I Upload a laravel project into plesk and I have problems with laravel/sanctum

Stefan Bogdanescu

Founder & Senior Architect · 2026-06-29

Laravel Company

Fixing Laravel Sanctum Errors After Deployment: A Deep Dive into Composer and Framework Integrity

Deploying a Laravel application, especially one involving authentication features like Sanctum, onto a new server environment like Plesk can often introduce unexpected hurdles. The error you are facing—Class 'Laravel\Sanctum\Sanctum' not found combined with complex Composer dependency conflicts—is a classic symptom of corrupted dependencies or mismatched framework versions on the hosting environment.

As a senior developer, I can tell you that this issue is rarely about Sanctum itself; it’s usually about the underlying integrity of your vendor directory and how Laravel manages its class loading (PSR-4). Let's break down why this happens and how to fix it systematically.

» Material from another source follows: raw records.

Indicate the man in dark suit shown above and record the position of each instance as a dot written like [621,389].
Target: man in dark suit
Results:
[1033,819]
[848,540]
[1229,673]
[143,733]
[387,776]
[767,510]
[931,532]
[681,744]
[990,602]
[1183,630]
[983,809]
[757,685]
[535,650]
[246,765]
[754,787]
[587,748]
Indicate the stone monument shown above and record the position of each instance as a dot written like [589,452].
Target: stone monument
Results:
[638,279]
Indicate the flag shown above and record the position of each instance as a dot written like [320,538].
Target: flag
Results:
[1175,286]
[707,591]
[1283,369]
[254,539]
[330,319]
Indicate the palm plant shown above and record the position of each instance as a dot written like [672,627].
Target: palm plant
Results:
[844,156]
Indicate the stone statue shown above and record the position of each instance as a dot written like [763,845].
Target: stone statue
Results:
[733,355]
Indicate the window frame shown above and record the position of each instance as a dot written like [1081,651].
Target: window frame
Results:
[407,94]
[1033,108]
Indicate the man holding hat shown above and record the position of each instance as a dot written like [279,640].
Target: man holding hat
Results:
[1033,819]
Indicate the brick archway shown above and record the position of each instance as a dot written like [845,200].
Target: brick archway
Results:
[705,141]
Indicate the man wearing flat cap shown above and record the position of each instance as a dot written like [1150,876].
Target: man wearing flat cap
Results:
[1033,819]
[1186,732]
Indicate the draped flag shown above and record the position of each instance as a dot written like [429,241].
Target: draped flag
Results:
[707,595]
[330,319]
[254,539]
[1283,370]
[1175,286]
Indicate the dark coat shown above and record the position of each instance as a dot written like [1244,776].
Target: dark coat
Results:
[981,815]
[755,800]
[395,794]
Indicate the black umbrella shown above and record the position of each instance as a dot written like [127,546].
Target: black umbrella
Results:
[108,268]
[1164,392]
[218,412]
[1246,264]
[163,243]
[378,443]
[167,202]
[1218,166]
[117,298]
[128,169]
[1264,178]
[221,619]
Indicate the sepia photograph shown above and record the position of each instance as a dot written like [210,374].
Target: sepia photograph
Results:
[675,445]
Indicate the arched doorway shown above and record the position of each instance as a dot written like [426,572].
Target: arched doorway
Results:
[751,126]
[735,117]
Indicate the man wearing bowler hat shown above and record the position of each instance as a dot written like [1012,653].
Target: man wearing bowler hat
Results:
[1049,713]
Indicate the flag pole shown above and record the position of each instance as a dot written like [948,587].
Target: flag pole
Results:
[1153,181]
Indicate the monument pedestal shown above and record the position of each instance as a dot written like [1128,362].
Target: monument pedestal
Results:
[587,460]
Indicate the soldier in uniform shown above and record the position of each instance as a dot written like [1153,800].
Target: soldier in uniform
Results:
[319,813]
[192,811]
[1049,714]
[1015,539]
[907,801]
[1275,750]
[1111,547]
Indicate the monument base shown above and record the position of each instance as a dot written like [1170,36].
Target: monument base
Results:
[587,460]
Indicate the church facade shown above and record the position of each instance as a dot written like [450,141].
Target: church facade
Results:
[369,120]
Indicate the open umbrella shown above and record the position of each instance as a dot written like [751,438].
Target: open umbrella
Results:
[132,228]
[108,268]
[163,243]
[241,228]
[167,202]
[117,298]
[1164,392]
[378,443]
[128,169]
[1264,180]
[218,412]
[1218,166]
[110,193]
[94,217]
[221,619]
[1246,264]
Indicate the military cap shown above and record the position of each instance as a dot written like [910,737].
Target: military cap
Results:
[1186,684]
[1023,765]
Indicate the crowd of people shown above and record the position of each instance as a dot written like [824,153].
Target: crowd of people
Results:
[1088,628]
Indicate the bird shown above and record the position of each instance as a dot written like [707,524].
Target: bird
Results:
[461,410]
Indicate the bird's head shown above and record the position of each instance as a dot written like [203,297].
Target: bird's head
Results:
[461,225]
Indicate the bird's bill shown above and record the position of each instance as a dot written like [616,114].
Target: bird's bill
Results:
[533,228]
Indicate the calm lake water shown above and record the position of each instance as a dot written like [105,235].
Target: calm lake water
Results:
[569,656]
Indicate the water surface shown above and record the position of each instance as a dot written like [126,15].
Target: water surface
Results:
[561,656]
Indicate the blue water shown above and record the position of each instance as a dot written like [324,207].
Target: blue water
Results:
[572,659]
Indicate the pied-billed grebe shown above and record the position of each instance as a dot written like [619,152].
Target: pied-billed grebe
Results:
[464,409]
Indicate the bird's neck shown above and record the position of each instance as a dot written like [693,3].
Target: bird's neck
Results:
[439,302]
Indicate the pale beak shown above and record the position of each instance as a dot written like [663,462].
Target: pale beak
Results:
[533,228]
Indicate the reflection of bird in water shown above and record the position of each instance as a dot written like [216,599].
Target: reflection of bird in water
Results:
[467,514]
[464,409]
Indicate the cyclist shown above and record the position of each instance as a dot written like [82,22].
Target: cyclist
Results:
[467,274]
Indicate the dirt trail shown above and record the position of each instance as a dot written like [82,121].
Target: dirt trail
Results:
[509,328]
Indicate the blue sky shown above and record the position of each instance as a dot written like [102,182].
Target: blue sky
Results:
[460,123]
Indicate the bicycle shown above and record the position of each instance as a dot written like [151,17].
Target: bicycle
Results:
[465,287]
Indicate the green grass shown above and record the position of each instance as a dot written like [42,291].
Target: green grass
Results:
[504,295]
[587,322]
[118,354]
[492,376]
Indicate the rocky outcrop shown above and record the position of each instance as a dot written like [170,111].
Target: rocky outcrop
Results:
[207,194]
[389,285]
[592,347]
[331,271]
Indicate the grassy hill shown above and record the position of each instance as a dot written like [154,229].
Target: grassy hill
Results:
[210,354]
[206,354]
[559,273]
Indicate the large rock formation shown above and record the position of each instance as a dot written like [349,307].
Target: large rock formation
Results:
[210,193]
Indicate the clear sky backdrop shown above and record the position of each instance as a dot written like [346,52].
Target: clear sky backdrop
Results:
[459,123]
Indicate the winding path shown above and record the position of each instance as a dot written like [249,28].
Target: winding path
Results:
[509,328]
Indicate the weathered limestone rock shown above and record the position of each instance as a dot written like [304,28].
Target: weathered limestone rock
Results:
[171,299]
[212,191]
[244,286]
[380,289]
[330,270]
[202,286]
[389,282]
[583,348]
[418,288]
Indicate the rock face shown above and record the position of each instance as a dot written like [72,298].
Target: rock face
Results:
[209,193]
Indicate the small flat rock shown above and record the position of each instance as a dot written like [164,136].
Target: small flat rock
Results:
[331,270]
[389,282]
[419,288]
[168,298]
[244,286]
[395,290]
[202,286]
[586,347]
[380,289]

Understanding the Root Cause: Broken Autoloading

The error message, specifically the failure to find Laravel\Sanctum\Sanctum, points directly to a problem in how PHP is locating the necessary classes. When Composer fails during an update (as seen in your output regarding dependency resolution and PSR-4 skipping), it means the file structure or the installed packages are inconsistent.

The cascade of errors you observed—warnings about deprecated Carbon usage, abandoned packages, and numerous "Class ... does not comply with psr-4 autoloading standard" notices—all confirm that the core framework files have been partially corrupted or mismatched during the deployment process on your Plesk server. The application code expects a certain structure from Laravel, but the installed dependencies do not provide it correctly.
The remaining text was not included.